Persephone had centuries ago stopped mourning for her lost youth and innocence, because it was just the way of the world. Besides, Persephone liked who she was and the role she owned. Hades had given her that by taking other things away. Their love was hard-won, their marriage sacred, fought for with their own blood on each other’s hands. Persephone would have it no other way.
And because of Persephone’s presence, Hades’ back garden was flourishing. If any neighbours had been able to see over the tall fences they would have found themselves surprised by how quickly it had grown, how lush it had become.
Today she was repotting the pink statice, pressing it into the dirt between the peonies and the yellow tulips. Peonies didn’t usually like to grow so close to tulips, their needs so different, but they were flourishing anyway. Flowers wanted so much to please their mistress and they stretched out towards her however they could.
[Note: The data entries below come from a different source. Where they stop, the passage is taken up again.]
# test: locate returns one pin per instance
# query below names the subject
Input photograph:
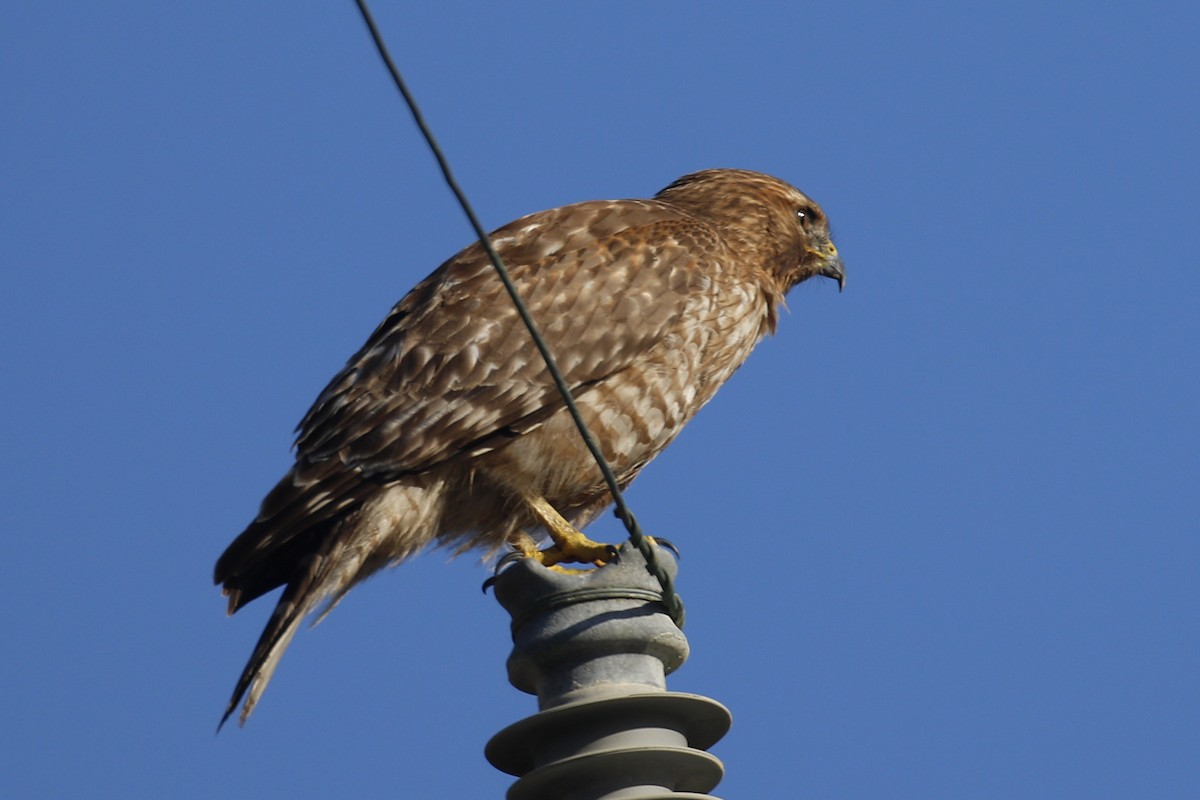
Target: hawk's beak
(831, 264)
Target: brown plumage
(445, 427)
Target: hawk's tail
(310, 585)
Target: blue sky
(940, 534)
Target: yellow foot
(570, 546)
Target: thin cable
(670, 597)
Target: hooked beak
(831, 264)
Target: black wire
(673, 603)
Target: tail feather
(300, 597)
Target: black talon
(505, 560)
(504, 563)
(667, 543)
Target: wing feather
(453, 365)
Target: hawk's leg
(570, 545)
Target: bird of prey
(447, 428)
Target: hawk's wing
(453, 368)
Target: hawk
(447, 428)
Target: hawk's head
(765, 218)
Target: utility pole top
(595, 647)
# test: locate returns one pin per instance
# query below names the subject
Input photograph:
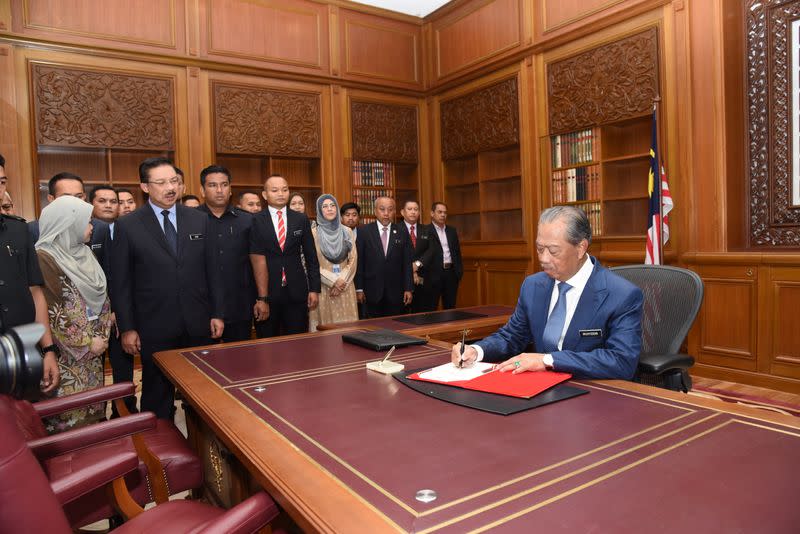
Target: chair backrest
(27, 504)
(672, 298)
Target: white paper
(450, 373)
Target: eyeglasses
(175, 180)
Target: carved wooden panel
(466, 39)
(773, 220)
(384, 131)
(254, 120)
(482, 120)
(608, 83)
(83, 108)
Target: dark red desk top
(612, 461)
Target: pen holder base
(386, 368)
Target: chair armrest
(85, 480)
(655, 364)
(80, 438)
(50, 407)
(244, 518)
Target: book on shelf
(573, 148)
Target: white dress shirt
(446, 258)
(578, 283)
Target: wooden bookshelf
(373, 179)
(603, 170)
(483, 193)
(249, 172)
(118, 167)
There was very little lawn left now: instead Persephone had put in a small paved area at the end of the path where an outdoor table and chairs had been set up, while everything else became fields of flowers, an assault of colours and bright scents. During the freezing winter she’d stayed so much indoors, but now she’d started taking every daylight meal in the garden, the lilac and magnolia shading her, and the borders edged with love-lies-bleeding and crocus and hellebore.
There was a pot of iced tea waiting for Persephone on it now, waiting for her to stop delighting in the soft fertile earth beneath her nails.
When an eastern bluebird came to land on an unsteady peony stem Persephone straightened up, running the back of her wrist against her forehead to get the hair out of her face. Watching the bird, Persephone pursed her lips and mimicked a bird whistle as she lifted her hand in front of her.
The bluebird hopped off the branch and onto the waiting finger of the goddess, bouncing and turning as it watched the garden for dangers. In winter, animals didn’t come near Persephone. Most animals could sense that she carried death on her and they kept their distance, and in winter Persephone found animals of little interest.
But with the warm weather came the return of the birds and the small mammals and even her mother’s most sacred of sacred serpents. Like the flowers, animals simply wanted to be near the goddess of spring. (Dionysus had once told Persephone that she was his second favourite Disney princess. She'd never found out who it was ranking above her.)
Persephone gave another whistle to the bird on her finger and it whistled back with its own song. The two of them were both dressed the same, Persephone’s orange and blue summer dress a match for his beautiful plumage.